L’histoire du Québec est riche en grandes luttes ouvrières, des luttes des années 30 à la grève d’Asbestos de 1949, en passant par le Front commun de 1972. Pourtant, l’histoire de notre classe a largement été oubliée. Ces temps-ci, on constate un regain d’activité dans le mouvement ouvrier. La grève générale dans les CPE de Montréal et Laval, les votes de grève massifs chez les chauffeurs d’autobus scolaire partout dans la province, ou encore chez les employés de la STM sont des signes de cet essor de la lutte des classes au Québec. Considérant ce renouveau de la lutte, il convient d’étudier notre histoire afin de nous rappeler nos traditions combatives et de tirer les leçons des grandes luttes passées. L’une de ces luttes est la grève chez Dupuis Frères en 1952 à Montréal, qui a su prouver que les ouvriers et leurs syndicats peuvent gagner contre les patrons lorsqu’ils adoptent des méthodes combatives et sans compromis.

La montée du mouvement ouvrier québécois

Au cours de la première moitié du 19e siècle, le Québec a connu une industrialisation massive. La province est passée d’une société agraire relativement arriérée économiquement à une société industrielle dotée d’une classe ouvrière nombreuse. Celle-ci demeurait toutefois brutalement exploitée. Sa liberté d’association était constamment bafouée et son droit de grève sévèrement limité, notamment sous la botte du premier ministre Maurice Duplessis. Mais le développement de la classe ouvrière a nécessairement amené une amplification de la lutte des classes. Dans les années qui précèdent la grève de Dupuis Frères, de nombreuses grèves ont lieu : celle de la Dominion Textile en 1937, celle de l’amiante à Asbestos en 1949 et celle du textile à Louiseville en 1952 sont les plus marquantes de cette époque. Ces années fortes en débrayages voient aussi une transformation du syndicalisme catholique. En effet, jusque-là, les syndicats catholiques avaient surtout une attitude passive et avaient pour but de calmer les ouvriers et d’harmoniser les relations avec les patrons.
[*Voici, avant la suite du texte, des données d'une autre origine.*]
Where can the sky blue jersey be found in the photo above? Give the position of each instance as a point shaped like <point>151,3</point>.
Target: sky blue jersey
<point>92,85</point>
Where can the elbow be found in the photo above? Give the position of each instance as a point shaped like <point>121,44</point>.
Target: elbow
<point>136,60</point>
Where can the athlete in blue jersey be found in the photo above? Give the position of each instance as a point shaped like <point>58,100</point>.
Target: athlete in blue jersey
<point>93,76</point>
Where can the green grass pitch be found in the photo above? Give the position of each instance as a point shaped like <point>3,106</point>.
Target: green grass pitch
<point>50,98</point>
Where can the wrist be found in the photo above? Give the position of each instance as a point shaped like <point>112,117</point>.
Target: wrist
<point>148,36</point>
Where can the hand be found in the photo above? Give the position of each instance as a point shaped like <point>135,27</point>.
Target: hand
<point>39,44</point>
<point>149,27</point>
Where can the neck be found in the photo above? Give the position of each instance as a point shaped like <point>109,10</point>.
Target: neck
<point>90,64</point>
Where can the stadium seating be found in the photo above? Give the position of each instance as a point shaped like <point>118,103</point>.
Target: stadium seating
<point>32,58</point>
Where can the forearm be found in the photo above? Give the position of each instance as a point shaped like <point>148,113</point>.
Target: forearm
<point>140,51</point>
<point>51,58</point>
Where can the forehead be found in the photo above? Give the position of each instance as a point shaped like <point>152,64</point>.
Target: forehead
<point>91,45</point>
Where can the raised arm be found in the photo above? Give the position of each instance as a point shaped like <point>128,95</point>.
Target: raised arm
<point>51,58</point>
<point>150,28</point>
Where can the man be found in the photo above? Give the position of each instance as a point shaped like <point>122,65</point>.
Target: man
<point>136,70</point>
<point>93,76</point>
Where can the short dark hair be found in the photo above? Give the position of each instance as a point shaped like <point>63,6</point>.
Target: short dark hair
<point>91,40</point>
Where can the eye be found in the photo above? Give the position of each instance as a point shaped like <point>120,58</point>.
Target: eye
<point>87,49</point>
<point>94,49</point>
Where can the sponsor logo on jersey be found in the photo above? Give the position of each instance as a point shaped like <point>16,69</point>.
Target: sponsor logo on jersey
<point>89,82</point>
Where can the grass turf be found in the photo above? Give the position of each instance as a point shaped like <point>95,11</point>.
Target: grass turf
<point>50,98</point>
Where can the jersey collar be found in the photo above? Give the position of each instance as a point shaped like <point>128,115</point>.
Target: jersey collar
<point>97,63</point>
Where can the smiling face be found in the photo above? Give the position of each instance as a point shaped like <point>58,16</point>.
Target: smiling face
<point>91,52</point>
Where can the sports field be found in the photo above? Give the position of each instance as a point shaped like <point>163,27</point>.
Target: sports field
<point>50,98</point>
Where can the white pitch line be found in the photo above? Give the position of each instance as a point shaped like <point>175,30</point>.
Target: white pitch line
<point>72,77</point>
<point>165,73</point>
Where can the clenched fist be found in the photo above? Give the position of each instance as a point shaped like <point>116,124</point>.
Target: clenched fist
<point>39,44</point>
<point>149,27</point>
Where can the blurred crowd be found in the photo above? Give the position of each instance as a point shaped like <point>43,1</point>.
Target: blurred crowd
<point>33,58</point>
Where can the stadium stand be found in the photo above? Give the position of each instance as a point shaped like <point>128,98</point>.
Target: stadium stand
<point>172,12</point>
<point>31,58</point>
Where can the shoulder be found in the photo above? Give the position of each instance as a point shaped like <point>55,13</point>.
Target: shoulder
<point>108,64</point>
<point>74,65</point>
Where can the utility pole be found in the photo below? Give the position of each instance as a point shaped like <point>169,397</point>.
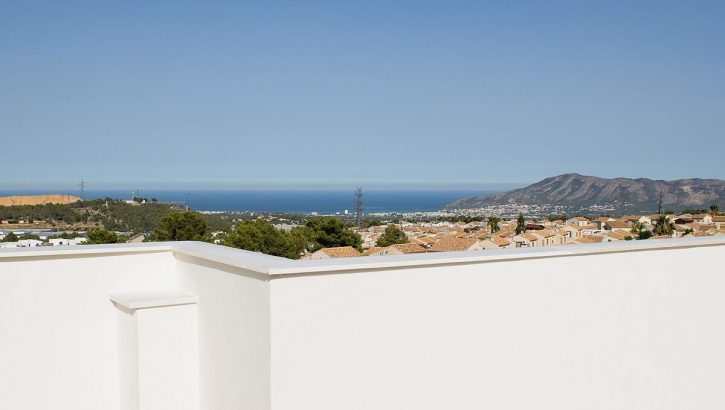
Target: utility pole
<point>83,185</point>
<point>358,206</point>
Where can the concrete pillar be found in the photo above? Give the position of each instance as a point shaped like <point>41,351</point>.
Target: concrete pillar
<point>158,350</point>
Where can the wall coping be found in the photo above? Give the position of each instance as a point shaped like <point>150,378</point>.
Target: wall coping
<point>275,267</point>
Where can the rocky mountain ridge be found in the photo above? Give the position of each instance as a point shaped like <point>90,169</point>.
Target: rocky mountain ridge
<point>576,191</point>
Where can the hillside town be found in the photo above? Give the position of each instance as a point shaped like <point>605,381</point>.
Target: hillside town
<point>530,233</point>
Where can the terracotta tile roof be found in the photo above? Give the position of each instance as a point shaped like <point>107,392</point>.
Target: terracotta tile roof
<point>546,233</point>
<point>409,247</point>
<point>529,236</point>
<point>500,241</point>
<point>618,224</point>
<point>590,239</point>
<point>452,244</point>
<point>619,235</point>
<point>340,252</point>
<point>375,250</point>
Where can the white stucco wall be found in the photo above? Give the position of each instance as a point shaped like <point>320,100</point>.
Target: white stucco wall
<point>632,325</point>
<point>640,330</point>
<point>58,341</point>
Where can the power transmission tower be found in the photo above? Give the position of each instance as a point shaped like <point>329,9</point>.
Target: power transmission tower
<point>358,206</point>
<point>83,185</point>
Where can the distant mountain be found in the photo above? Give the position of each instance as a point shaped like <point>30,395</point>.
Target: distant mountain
<point>579,191</point>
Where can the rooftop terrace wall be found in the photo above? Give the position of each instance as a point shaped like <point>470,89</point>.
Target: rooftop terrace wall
<point>624,325</point>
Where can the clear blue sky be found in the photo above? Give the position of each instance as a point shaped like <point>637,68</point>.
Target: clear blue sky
<point>176,93</point>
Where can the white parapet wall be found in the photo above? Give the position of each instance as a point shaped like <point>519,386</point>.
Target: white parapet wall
<point>631,325</point>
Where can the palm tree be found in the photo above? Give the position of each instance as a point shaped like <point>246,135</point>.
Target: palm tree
<point>520,224</point>
<point>638,227</point>
<point>663,226</point>
<point>493,223</point>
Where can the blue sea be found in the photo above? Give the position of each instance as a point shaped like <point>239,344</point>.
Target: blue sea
<point>291,201</point>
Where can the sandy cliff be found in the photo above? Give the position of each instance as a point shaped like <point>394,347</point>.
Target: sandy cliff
<point>38,199</point>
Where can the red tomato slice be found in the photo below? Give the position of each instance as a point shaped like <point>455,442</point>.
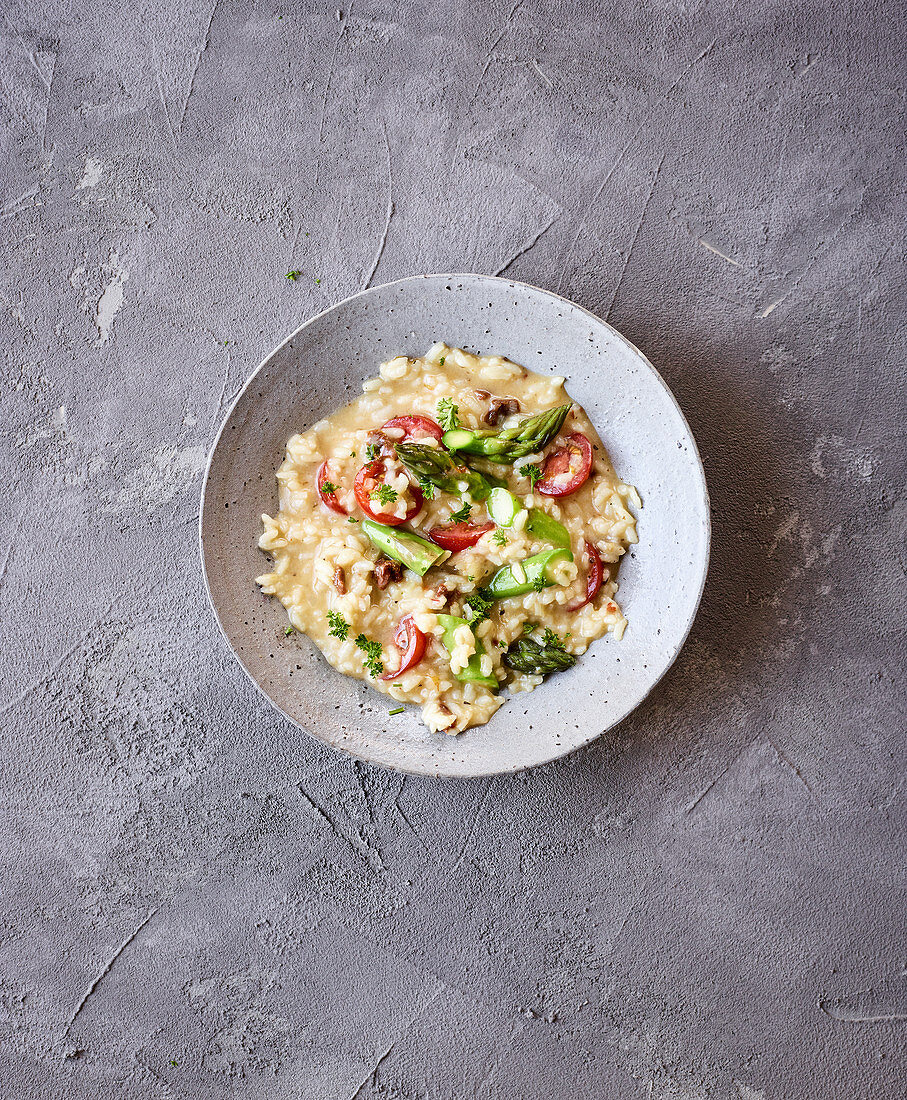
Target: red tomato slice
<point>568,468</point>
<point>411,642</point>
<point>369,479</point>
<point>415,426</point>
<point>594,579</point>
<point>455,537</point>
<point>329,498</point>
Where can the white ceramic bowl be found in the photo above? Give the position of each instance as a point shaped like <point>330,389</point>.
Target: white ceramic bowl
<point>321,366</point>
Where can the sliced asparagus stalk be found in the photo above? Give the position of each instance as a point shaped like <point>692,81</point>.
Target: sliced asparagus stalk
<point>532,433</point>
<point>527,575</point>
<point>504,507</point>
<point>416,553</point>
<point>441,469</point>
<point>539,658</point>
<point>546,527</point>
<point>473,671</point>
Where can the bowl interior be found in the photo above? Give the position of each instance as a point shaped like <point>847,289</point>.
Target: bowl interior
<point>322,365</point>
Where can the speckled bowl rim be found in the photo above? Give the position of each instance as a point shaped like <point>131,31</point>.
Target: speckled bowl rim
<point>683,634</point>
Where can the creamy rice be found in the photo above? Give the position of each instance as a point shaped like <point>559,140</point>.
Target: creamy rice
<point>309,542</point>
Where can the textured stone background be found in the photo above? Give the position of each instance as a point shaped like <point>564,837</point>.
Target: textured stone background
<point>197,900</point>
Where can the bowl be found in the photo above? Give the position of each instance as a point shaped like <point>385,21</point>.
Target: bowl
<point>321,366</point>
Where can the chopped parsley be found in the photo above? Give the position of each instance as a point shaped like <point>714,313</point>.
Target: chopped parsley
<point>373,659</point>
<point>385,494</point>
<point>339,626</point>
<point>478,607</point>
<point>448,414</point>
<point>532,472</point>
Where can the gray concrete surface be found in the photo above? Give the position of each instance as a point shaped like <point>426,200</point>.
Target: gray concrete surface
<point>197,900</point>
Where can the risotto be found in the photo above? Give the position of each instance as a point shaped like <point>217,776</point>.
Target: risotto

La Confédération des travailleurs catholiques du Canada (CTCC) avait même été explicitement fondée pour empêcher la montée des syndicats internationaux et contrer la radicalisation des travailleurs. À l’époque, Henri Bourassa avait déclaré en ce sens  : « le syndicalisme catholique est la seule force organisée capable de lutter contre le bolchevisme. » Mais, dans les années 40 et 50, la CTCC s’est transformée en son contraire et est devenue de plus en plus combative. Le syndicat a été à l’avant-plan de nombreuses luttes et allait finir par se déconfessionnaliser complètement pour devenir la CSN. La CSN allait connaître une profonde radicalisation, allant jusqu’à produire le manifeste Ne comptons que sur nos propres moyens en 1971, qui était un appel à lutter pour le socialisme. Cela démontre que les organisations ouvrières ne restent pas figées à jamais. Sous la pression de la base qui veut lutter, même des organisations ouvrières en apparence modérées ou même réactionnaires peuvent être transformées en outil de lutte par les travailleurs.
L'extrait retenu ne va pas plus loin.